The last change can be found in the “Error.controller.js” file inside your “webapp/controller” directory.

This code should look like this:

sap.ui.define([
  "blogs/ui5Websockets/controller/BaseController",
  "sap/ui/core/ws/WebSocket",
  "sap/m/MessageToast"
], function (Controller, WebSocket, MessageToast) {
  "use strict";

  return Controller.extend("blogs.ui5Websockets.controller.Error", {
    onInit: function () {
      var connection = new WebSocket("/NodeWS");
      // connection opened
      connection.attachOpen(function (oControlEvent) {
        console.log(oControlEvent.getParameter("data"));
      });

      // server messages
      connection.attachMessage(function (oControlEvent) {
        var msg = JSON.parse(oControlEvent.getParameter("data"));
        console.log(JSON.stringify(msg));
        MessageToast.show(msg.message || msg.errorMessage);
      });

      // error handling
      connection.attachError(function (oControlEvent) {
        console.log(oControlEvent.getParameter("data"));
      });

      // onConnectionClose
      connection.attachClose(function (oControlEvent) {
        console.log(oControlEvent.getParameter("data"));
      });
    }
  });
});

The “WebSocket” is imported as well as the “MessageToast” control.

The connection to the Node WebSocket is set via the path declared in de “xs-app.json” file inside your “approuter” directory. Next the different WebSocket scenarios are covered via the “attachOpen”, Message, Error and Close scenarios.

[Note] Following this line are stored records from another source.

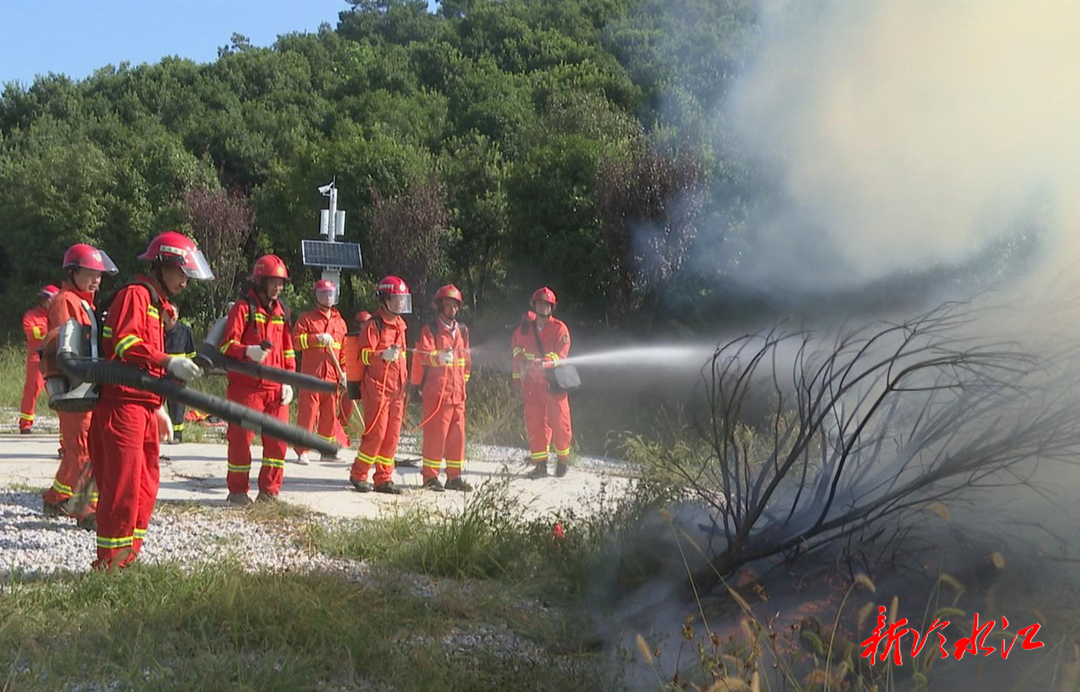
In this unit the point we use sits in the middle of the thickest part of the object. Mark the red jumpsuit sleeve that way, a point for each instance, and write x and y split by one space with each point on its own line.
422 355
286 337
561 349
468 354
234 324
300 334
131 317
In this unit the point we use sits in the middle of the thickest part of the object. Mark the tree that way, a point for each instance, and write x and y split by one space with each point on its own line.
650 207
406 232
221 224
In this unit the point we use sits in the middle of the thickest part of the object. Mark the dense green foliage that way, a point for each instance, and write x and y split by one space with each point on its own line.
508 110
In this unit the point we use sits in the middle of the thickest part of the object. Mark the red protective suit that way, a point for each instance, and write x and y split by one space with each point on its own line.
547 414
242 328
123 435
444 395
35 326
75 475
382 393
318 361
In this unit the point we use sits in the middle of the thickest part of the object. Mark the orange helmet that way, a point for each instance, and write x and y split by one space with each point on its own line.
449 290
269 267
545 295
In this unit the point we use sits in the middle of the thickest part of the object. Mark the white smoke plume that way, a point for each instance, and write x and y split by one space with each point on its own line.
906 135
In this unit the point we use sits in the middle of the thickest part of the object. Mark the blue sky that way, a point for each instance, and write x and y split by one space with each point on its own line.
76 37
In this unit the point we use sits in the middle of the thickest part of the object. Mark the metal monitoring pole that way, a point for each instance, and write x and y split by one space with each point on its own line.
332 255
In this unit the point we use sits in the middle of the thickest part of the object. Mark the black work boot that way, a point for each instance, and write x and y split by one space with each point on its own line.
54 509
458 484
239 499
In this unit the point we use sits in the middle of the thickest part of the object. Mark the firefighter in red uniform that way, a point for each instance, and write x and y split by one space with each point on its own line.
441 367
540 342
382 372
319 336
351 395
35 326
257 329
84 266
124 436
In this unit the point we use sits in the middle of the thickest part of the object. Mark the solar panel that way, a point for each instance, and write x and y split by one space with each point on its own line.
326 254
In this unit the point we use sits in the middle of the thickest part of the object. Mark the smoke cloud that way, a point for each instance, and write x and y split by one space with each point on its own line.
909 135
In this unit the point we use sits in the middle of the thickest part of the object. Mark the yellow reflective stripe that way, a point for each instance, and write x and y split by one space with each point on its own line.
123 541
125 343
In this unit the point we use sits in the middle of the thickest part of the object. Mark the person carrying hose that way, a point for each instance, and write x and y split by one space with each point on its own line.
381 369
319 335
256 329
123 434
84 266
441 367
540 342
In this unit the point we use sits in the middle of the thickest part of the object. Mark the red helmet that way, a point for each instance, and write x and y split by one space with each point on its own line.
545 295
84 256
449 290
324 287
393 293
48 293
177 249
269 267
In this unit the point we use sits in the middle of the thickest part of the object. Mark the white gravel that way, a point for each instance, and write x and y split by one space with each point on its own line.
32 544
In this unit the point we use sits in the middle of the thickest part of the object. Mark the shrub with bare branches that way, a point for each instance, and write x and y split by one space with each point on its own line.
860 434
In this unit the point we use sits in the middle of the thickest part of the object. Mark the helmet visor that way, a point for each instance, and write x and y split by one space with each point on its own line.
107 265
401 303
326 297
197 267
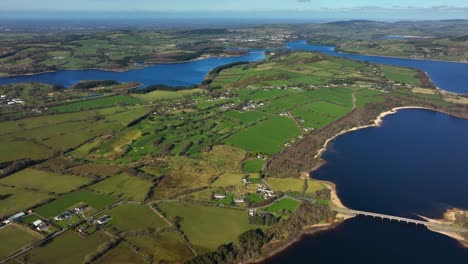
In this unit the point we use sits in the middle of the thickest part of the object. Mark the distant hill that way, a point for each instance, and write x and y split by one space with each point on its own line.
210 31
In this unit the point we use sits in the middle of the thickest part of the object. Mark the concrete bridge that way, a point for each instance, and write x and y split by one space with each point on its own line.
441 227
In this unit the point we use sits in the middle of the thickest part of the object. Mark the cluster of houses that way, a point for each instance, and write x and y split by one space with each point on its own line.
39 225
227 107
103 220
13 218
272 37
69 213
265 191
251 106
237 200
6 100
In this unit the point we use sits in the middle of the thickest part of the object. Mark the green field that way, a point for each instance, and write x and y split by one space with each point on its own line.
267 137
313 186
124 186
133 216
18 199
286 184
165 247
69 247
401 75
109 101
161 95
14 150
95 201
229 179
283 205
15 237
120 255
253 165
208 227
44 181
246 117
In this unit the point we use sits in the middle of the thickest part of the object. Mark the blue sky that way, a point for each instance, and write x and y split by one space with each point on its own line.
385 9
234 5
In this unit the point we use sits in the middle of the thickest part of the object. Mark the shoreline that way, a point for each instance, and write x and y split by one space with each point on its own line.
309 230
122 70
463 241
377 122
338 50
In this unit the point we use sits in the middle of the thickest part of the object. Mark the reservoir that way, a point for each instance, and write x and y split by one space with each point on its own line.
415 163
173 74
449 76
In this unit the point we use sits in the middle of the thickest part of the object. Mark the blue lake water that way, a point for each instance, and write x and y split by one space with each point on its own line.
449 76
174 74
415 163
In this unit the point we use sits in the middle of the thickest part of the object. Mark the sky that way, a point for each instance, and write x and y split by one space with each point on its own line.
386 9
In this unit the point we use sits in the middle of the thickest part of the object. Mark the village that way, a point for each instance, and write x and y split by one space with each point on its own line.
73 218
5 100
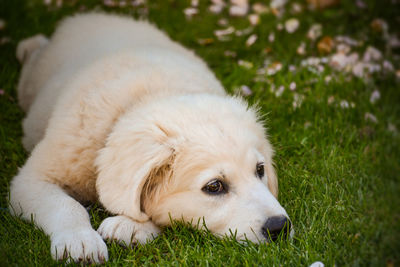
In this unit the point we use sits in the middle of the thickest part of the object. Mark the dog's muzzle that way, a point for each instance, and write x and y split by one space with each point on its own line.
276 226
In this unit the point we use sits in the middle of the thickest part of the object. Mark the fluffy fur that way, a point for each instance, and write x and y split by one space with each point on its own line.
119 113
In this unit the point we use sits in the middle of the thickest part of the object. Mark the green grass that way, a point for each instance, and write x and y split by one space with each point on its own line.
339 173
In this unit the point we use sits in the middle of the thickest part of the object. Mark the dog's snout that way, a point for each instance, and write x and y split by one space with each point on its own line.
274 226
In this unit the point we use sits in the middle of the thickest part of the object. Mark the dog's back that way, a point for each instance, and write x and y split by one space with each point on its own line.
50 66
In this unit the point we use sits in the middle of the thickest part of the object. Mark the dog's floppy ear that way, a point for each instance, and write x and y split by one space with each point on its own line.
270 179
132 152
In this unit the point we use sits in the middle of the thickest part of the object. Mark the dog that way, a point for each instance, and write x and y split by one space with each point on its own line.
120 114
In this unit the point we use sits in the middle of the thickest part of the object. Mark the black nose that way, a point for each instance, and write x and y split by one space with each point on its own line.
274 226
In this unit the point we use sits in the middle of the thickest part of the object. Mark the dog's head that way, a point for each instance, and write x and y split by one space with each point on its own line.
193 158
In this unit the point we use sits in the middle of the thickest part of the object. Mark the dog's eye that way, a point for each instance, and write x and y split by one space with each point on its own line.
260 170
214 187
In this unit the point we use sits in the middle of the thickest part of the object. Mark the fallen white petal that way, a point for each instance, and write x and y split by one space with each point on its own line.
292 86
317 264
254 19
223 32
271 37
216 9
246 90
370 117
314 32
375 96
238 11
292 25
251 40
280 90
190 11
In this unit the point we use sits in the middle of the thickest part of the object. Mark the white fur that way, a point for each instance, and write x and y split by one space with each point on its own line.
117 112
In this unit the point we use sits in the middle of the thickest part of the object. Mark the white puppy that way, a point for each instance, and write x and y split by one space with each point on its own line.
119 113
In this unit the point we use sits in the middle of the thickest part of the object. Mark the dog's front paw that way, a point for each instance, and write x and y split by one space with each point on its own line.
127 231
79 245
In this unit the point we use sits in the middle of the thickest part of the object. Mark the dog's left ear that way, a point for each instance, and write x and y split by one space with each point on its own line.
131 155
271 179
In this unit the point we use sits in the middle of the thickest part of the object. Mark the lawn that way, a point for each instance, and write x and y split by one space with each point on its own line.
331 96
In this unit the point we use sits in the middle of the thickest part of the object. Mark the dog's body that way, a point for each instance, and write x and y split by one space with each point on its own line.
118 112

In the “attacheMessage” function the incoming message is parsed and displayed on the screen via a MessageToast. Either the “Hi” message of the server (WebSocket) or the error message from Postman or CPI is displayed.

With this you finished the full development and setup for your MTA Enterprise Messaging UI5 WebSocket application. Now it is time to deploy it.

Go to your terminal and navigate to the root directory of your MTA project.

Make sure you are logged in to Cloud Foundry and you are targeting the right organization and space.

Once double checked execute the deployment command:

npm run deploy

This will start the deployment and can be followed in the terminal window,

Once the deployment is finished you can go to your Cloud Platform account under your organization and space and you will see the applications were started under the “Applications” section.

Select the “ui5Websockets” application and open the URL.

You will see that the WebSocket server will greet you, just like we taught him to.

When you resend a message to the “ErrorQueue” via Postman or via CPI (AMQP) you will see that the Node application detected this message and that it is automatically shown inside the app because of the WebSocket connection.

Ep11. – Max’s Adventure in SAP Cloud Platform: Enterprise Messaging w/ Dries Van Vaerenbergh

For more information or a recap you can replay the Livestream “Ep11. – Max’s Adventure in SAP Cloud Platform: Enterprise Messaging w/ Dries Van Vaerenbergh” where Max and I have a deeper look on the Enterprise Messaging Service itself. This combined with a small chat WebSocket app. Enjoy!

 

Wrap up 🎁

With this you created a Multi Target application containing a Node.js app, which is responsible to connect to the Enterprise Messaging Service and will notify the UI5 application in real time with the appropriate messages.

The connection to the WebSocket could be place in the “Component.js” file or even in an “App.controller.js” file. In this blog I only showed you on how to connect the whole architecture.

Do notice, there is no authentication method implemented on your Node WebSocket application. This could be achieved by using the xsuaa service and the passport package. At the moment the “authenticationType” for the “NodeWS” path inside your “xs-app.json” file is also set to “none”. It should only take some small configurations and development to setup this security. Just do not forget it. 😉

I hope you found this blog interesting and that it may serve you in the future during your Enterprise Messaging, Node.js, Websocket and UI5 development.